For Ask BK Day...
Since you "commented" on Xanadu's closing last night...
Would you be "a David Merrick" if one on your shows - a show that you had written - opened on Broadway to some decent to positive reviews, and close it after a week? Basing your decision on the amount of the advance sales, the "buzz", etc.?
*Producing - and the Broadway Theatre - is a totally different business and "game" from David Merrick's days. Yes, Xanadu may be closing at "a total loss", but that should not discount the weeks and months of employment that the show provided to a talented company of actors, musicians, technicians and house staff. I mean, it's not like off-Broadway shows - or even off-off-off-Broadway shows - can recoup their initial investment - even if the show got great reviews and had sold out houses. Yes, that's sort of apples and oranges, but I think that's getting my point across.
I know that you are trying to make me seem like a heartless old poop for commenting, but be that as it may...

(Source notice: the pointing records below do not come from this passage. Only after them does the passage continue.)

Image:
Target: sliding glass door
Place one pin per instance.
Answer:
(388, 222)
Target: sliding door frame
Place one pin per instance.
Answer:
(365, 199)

I wouldn't be a David Merrick because I wouldn't be the producer of something I wrote. So, if the producer of a show I wrote decided to close it because it really was taking a bath, I would completely understand - I'd have to. Again, you're personalizing this to make it seem like I personally am discounting the employment of actors and crew and the enjoyment of audiences. By your reasoning, every box-office flop musical that brought enjoyment and kept actors employed should run for over a year, but you know and I know that's not how it works. Side Show had its screaming, drooling fans who thought that show was the second coming - nobody came was the problem, but some of the people who showed up loved it. But reality is reality. And believe me, I know producing today isn't like producing in the time of David Merrick - Merrick was a real producer - these other guys have so much ego and there are so many of them and they'd rather die than have it look like they had a show that wasn't drawing, despite good reviews. The best example of this, and why they are no longer producing shows is the Dodgers - keeping Once Upon A Mattress open for over four months, despite TERRIBLE reviews, no business and no hope of an afterlife on tour. THAT'S producing. Not.
Whatever one thought of Xanadu (and I liked it fine), for almost half its run it lost money, and the times when it met its weekly nut or made above it, it did not make much, certainly not enough to pay back its investors. Will the tour bring in more money? Maybe - it really depends how a campy very inside show will play across the country, which may not be loaded with people who are smart enough to know that the show is making fun of a bad film they didn't see. The capitalization of Xanadu may have been reasonable for Broadway (I've heard five mil), but I guarantee you in those first four months where they were really struggling the investors had to have been called on to put more money in to keep it going.
I have no stake in the show at all - but to turn a blind eye to the reality of it, well, why? I'm sure Whoop-Up brought enjoyment to some of the people who saw it - every flop does. Carrie has its rabid fans. And we can name a gazillion others.